Il n’existe pas de consensus sur la prise en charge des fractures de la phalange distale chez le cheval, les nombreuses études ayant mis en évidence de façon égale les avantages et les inconvénients des prises en charge conservatrices ou chirurgicales (voir tableau).

Choix du traitement conservateur

De façon générale, il est recommandé de réserver le traitement conservateur aux fractures de type I et VI, notamment lorsque la taille du fragment ne permet pas la fixation par du matériel. Dans ce cas, la prise en charge repose sur : la gestion de la douleur avec des anti-inflammatoires non stéroïdiens (AINS), la pose d’un fer à planche avec de grands pinçons en talons, en veillant à combler les lacunes et la voûte plantaire avec de la silicone, le repos strict au box pendant 4 semaines, la reprise de l’activité au pas pendant 2 mois. Le pronostic est favorable, d’autant plus que le cheval est jeune.

Choix du traitement chirurgical

Une prise en charge chirurgicale est fortement recommandée pour toutes les fractures de type II, III, IV et V, notamment en raison de l’implication de l’articulation dans la fracture qui augmente le risque de dislocation et de non-union, et ce même après plusieurs mois de repos, et le risque de développement d’une arthrose sévère pouvant aboutir sur une boiterie chronique incurable.
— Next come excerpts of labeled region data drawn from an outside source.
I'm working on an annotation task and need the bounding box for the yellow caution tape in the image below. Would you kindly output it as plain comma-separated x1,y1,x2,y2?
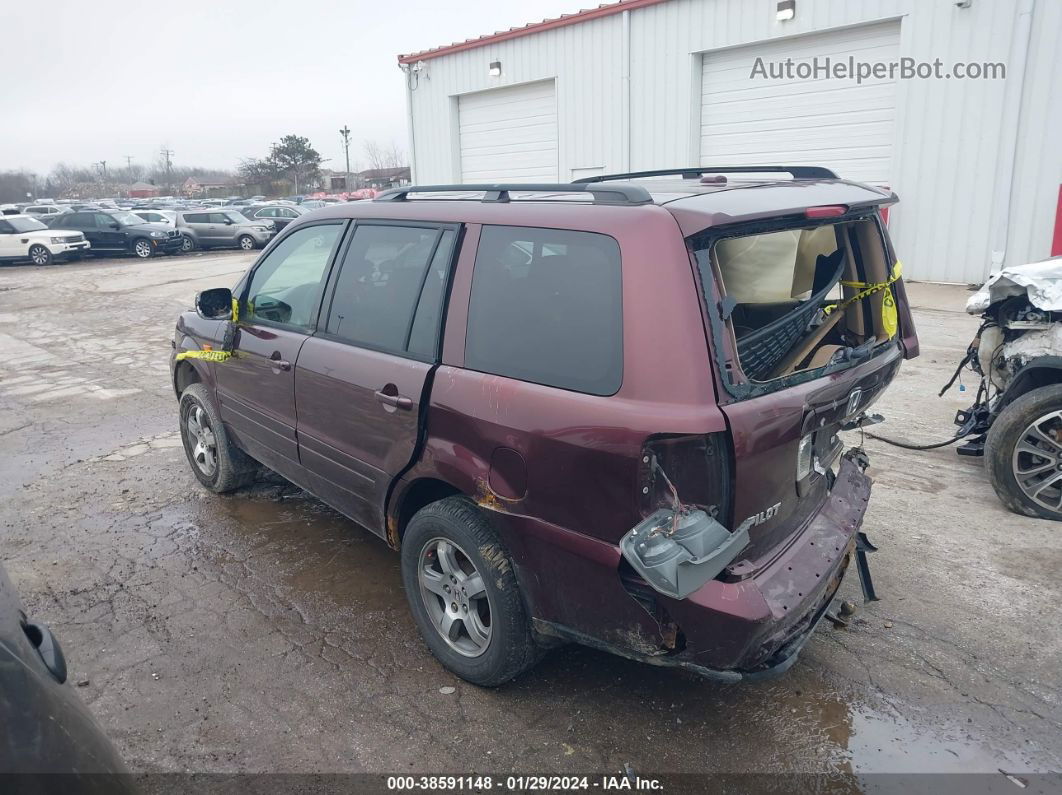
176,298,240,362
176,350,233,362
822,260,903,340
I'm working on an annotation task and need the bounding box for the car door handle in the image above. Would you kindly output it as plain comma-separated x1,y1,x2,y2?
374,390,413,411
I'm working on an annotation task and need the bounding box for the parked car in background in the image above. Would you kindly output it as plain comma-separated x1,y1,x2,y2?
133,210,177,226
22,204,70,217
171,166,918,686
0,215,89,265
175,207,276,252
242,205,310,231
0,566,132,781
48,210,181,259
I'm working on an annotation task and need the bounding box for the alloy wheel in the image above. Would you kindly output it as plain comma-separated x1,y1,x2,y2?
417,538,492,657
1011,411,1062,512
185,405,218,478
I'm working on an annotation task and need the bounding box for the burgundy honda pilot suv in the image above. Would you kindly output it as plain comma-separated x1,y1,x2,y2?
172,166,918,685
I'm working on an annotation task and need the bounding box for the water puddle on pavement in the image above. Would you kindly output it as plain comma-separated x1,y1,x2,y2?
189,486,1029,776
207,477,406,611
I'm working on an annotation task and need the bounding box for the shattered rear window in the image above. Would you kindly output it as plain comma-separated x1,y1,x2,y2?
692,219,890,382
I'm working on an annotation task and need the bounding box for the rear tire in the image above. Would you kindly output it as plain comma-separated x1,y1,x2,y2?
30,244,53,265
984,385,1062,521
401,496,541,687
179,383,258,494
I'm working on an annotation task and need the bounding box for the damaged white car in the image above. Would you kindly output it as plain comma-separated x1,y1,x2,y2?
941,257,1062,521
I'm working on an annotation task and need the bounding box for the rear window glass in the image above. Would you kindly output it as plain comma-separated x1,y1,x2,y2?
692,220,891,381
465,226,623,395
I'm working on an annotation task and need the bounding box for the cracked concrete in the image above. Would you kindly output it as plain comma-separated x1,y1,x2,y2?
0,255,1062,784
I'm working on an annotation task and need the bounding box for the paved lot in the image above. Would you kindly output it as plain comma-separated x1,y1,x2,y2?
0,254,1062,784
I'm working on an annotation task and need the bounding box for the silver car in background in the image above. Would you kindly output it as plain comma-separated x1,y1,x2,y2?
174,208,276,252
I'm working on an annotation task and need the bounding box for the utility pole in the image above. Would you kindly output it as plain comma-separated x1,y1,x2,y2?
339,124,354,192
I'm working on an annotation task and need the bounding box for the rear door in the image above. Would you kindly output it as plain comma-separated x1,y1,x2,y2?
295,221,459,534
215,221,345,483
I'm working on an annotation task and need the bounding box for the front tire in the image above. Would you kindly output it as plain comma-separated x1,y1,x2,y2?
179,383,257,494
133,238,155,259
401,497,539,687
30,244,52,265
984,385,1062,521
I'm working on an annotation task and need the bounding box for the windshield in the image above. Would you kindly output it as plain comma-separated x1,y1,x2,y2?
110,212,147,226
4,215,48,231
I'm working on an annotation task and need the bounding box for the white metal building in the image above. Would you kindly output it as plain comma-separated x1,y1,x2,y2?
399,0,1062,282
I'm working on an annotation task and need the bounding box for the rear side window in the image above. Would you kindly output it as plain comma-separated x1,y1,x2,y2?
465,226,623,395
326,219,453,356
La technique chirurgicale consiste en la pose d’une vis d’ostéosynthèse, perpendiculairement à l’axe du trait de fracture. Elle nécessite un plateau technique chirurgical équipé d’un scanner permettant le juste positionnement de la vis. Il est fondamental de choisir une vis dont la longueur ne dépasse pas la largeur de la phalange, afin de limiter le risque de complications septiques. Lors de fracture de type IV, la taille du fragment conditionne le choix d’un retrait sous arthroscopie ou d’une ostéosynthèse.

Les soins post-opératoires reposent sur : une antibiothérapie large spectre (3 jours) ; une gestion de la douleur avec des AINS (5 jours) ; un pansement stérile changé 2 semaines après la chirurgie ; une ferrure orthopédique (fer à planche avec grands pinçons en talons) posée à 4 semaines ; un repos strict au box pendant 4 semaines post-opératoires ; une reprise de l’activité au pas à partir de la 4e semaine.

Parmi les principales complications, il est possible d’observer le développement d’abcès tardifs jusqu’à plusieurs mois après la chirurgie. Dans la grande majorité des cas, le matériel d’ostéosynthèse doit être retiré pour les éviter ou les soigner : cela se fait sous sédation et anesthésies loco-régionales.

Le pronostic est globalement bon : une étude menée sur 20 chevaux par Anton Fürst révèle une cicatrisation de la fracture dans 100 % des cas opérés, la littérature sur le sujet établissant un taux de succès de 94 % après ostéosynthèse. Une boiterie chronique après chirurgie a toutefois été constatée chez 10 % des chevaux opérés.